LIB DEM leader Jo Swinson is facing calls to apologise for hiking tuition fees today on the anniversary of the 2010 vote that condemned thousands of students to a lifetime of debt. 

Shadow education secretary Angela Rayner said the anniversary presented an opportunity for the Lib Dems to apologise for trebling fees to £9,000 a year — which Ms Swinson backed. 

As the country hurtles towards December 12, Ms Rayner added that she wanted to remind the public of “how quickly the Liberal Democrats broke their promises for a taste of power with the Conservatives.”

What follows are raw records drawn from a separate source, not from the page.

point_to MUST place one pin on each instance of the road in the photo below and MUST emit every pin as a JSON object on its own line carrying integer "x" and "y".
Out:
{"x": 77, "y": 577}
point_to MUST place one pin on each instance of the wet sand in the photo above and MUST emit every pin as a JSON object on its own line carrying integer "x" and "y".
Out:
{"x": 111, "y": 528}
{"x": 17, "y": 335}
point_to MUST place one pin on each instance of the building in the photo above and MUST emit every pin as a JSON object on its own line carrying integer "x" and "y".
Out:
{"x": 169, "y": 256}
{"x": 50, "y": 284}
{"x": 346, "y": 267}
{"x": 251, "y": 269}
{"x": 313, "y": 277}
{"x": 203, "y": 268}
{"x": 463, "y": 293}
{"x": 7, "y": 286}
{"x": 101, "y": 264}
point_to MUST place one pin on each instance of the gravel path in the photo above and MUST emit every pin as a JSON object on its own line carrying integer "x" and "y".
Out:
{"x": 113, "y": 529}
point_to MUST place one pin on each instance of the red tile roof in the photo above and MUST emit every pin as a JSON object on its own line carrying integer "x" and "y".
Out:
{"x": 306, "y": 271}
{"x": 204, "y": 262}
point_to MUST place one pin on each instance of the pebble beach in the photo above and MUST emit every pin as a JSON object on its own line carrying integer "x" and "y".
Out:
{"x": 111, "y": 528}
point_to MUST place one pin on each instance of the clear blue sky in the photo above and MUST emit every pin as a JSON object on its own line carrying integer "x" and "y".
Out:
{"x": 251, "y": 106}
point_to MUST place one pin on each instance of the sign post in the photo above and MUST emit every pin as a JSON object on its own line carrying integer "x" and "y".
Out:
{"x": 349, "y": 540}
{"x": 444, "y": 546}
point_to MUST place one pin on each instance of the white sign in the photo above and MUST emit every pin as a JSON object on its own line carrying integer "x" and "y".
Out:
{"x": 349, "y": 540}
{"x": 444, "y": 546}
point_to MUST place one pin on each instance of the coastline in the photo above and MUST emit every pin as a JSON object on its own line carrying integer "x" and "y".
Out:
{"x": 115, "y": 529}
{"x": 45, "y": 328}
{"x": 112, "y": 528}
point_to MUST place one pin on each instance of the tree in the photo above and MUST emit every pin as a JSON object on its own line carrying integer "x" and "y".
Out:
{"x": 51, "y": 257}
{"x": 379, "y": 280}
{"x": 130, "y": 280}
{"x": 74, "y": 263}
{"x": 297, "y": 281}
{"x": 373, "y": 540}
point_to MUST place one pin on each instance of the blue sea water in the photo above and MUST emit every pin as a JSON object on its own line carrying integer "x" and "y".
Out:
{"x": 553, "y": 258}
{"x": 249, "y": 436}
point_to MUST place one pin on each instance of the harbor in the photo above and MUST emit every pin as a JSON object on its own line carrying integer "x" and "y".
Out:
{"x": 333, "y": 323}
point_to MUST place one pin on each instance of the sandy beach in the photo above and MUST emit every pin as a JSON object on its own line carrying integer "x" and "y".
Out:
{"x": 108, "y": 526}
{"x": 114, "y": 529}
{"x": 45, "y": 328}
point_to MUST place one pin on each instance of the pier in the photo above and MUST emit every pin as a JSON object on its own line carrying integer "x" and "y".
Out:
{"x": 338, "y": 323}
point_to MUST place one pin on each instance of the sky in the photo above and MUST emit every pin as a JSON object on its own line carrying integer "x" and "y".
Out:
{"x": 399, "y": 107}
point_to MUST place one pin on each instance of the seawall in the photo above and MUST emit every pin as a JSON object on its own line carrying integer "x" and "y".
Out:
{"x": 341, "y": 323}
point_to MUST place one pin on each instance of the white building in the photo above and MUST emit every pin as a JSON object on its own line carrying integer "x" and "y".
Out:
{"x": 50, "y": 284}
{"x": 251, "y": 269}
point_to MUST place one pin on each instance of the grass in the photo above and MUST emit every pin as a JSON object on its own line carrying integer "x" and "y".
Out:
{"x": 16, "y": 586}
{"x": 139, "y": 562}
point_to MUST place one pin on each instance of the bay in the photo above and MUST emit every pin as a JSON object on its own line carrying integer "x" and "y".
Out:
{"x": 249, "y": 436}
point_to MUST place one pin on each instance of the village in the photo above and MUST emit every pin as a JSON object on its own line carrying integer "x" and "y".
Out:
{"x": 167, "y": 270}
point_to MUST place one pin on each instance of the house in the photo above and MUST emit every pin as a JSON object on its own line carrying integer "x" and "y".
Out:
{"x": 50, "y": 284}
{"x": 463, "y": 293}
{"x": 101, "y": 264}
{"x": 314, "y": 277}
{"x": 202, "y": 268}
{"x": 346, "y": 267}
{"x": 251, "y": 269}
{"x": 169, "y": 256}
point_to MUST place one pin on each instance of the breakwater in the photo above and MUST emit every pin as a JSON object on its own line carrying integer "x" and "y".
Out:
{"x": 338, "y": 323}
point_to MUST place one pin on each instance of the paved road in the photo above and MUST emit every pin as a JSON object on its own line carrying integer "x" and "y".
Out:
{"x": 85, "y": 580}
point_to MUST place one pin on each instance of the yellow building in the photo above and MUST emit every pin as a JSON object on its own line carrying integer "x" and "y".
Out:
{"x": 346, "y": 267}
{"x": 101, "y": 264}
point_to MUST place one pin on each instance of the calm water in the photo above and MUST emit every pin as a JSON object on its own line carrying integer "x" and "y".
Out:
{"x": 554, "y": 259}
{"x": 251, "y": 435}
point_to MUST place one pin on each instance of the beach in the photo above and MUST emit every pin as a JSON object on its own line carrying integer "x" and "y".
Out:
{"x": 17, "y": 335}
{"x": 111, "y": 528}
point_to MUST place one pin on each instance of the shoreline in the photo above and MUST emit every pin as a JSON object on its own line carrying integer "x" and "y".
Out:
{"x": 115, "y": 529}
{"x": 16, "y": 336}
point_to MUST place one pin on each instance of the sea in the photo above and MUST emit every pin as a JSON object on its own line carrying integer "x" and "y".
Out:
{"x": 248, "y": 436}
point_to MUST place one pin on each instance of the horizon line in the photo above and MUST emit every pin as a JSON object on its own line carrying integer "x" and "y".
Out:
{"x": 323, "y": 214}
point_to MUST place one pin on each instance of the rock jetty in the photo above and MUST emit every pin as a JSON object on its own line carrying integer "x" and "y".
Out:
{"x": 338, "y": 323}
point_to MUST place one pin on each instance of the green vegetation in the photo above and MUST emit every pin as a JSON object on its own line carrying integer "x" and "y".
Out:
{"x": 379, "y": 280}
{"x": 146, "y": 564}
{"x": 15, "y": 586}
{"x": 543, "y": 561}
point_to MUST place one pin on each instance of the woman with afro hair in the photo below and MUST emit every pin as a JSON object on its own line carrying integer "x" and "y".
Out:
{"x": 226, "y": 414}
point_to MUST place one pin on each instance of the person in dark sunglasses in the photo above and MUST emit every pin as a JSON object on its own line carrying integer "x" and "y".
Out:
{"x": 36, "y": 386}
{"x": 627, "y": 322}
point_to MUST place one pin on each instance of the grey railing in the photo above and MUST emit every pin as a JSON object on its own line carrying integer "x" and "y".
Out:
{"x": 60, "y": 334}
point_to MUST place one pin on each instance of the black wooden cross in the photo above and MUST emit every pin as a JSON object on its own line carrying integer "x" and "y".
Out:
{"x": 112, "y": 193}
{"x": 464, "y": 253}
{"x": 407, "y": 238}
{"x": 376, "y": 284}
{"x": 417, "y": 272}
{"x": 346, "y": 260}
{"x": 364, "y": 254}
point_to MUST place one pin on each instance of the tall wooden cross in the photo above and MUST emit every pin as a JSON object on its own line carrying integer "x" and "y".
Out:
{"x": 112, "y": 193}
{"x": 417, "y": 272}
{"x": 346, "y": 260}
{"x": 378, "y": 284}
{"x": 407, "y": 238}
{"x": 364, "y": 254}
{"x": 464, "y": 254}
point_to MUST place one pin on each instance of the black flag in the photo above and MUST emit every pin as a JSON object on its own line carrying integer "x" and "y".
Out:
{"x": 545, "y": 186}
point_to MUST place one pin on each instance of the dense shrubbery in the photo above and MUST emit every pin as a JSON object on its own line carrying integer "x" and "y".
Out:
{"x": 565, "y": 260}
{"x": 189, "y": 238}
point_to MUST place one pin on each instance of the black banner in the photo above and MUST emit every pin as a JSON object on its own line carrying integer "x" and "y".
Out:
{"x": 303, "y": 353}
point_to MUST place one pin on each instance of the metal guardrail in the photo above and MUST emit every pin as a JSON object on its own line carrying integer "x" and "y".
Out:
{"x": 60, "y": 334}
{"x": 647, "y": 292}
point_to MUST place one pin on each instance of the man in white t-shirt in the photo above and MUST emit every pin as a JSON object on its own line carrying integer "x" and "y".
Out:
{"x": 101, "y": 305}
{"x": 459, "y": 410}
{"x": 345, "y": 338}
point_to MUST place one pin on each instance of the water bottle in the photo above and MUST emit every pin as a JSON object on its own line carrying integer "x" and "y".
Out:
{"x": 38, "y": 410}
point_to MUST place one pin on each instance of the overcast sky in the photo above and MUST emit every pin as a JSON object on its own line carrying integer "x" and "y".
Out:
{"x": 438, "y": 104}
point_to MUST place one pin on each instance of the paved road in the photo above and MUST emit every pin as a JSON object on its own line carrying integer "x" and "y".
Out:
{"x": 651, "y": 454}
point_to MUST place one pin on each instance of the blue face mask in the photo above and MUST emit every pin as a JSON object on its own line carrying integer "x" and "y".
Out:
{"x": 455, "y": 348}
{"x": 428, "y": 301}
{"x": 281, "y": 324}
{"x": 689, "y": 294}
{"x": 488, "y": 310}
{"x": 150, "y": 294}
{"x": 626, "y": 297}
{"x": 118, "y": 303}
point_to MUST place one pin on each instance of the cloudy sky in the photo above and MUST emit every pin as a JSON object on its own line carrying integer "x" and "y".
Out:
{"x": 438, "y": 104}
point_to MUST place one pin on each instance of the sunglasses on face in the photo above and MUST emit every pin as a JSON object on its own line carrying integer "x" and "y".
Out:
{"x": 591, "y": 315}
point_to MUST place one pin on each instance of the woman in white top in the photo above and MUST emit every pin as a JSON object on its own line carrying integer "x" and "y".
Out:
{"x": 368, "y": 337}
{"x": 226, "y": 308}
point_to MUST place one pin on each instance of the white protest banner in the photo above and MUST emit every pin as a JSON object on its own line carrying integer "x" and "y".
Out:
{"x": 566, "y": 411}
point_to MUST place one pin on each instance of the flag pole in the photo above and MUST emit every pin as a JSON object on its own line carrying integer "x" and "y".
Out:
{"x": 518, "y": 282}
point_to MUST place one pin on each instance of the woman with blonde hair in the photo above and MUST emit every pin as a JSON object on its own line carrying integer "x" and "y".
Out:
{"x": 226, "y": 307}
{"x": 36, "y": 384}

She said: “That broken promise left many young people bitterly disillusioned with politics, which is particularly destructive because Labour believes politics is a force for good in our society.

“Jo Swinson said that her party ‘long prided itself on its commitment to education as the great leveller,’ before voting with the Tories to treble fees, scrap grants, and impose all the cuts that are destroying our public services and left millions of children growing up in poverty.”

The decision to renege on their own election promises by backing the tuition fee hike was a “betrayal” of young people, the shadow education secretary blasted. 

Britain is still reeling from the effects of austerity imposed by the Lib Dem-Tory coalition government with homelessness and foodbank use at record highs. 

This has plagued the Lib Dem campaign with support for the party steadily declining as the election campaign rumbles on. 

A recent projection by the BBC puts the Lib Dems on 13 seats — down from the current 21. 

Last week, SNP leader Nicola Sturgeon said that Scottish Lib Dem leader Willie Rennie should be “ashamed” of his party and apologise to the Scottish people. 

Ms Swinson was also confronted last month by a student at Strathclyde University who held the party accountable for “people dying in poverty” in Glasgow. 

He said that the austerity measures her party enabled in coalition were “unforgivable.” 

The public have also slammed the Lib Dem leader’s support for universal credit and her personal voting record which includes backing the bedroom tax and voting against raising benefits.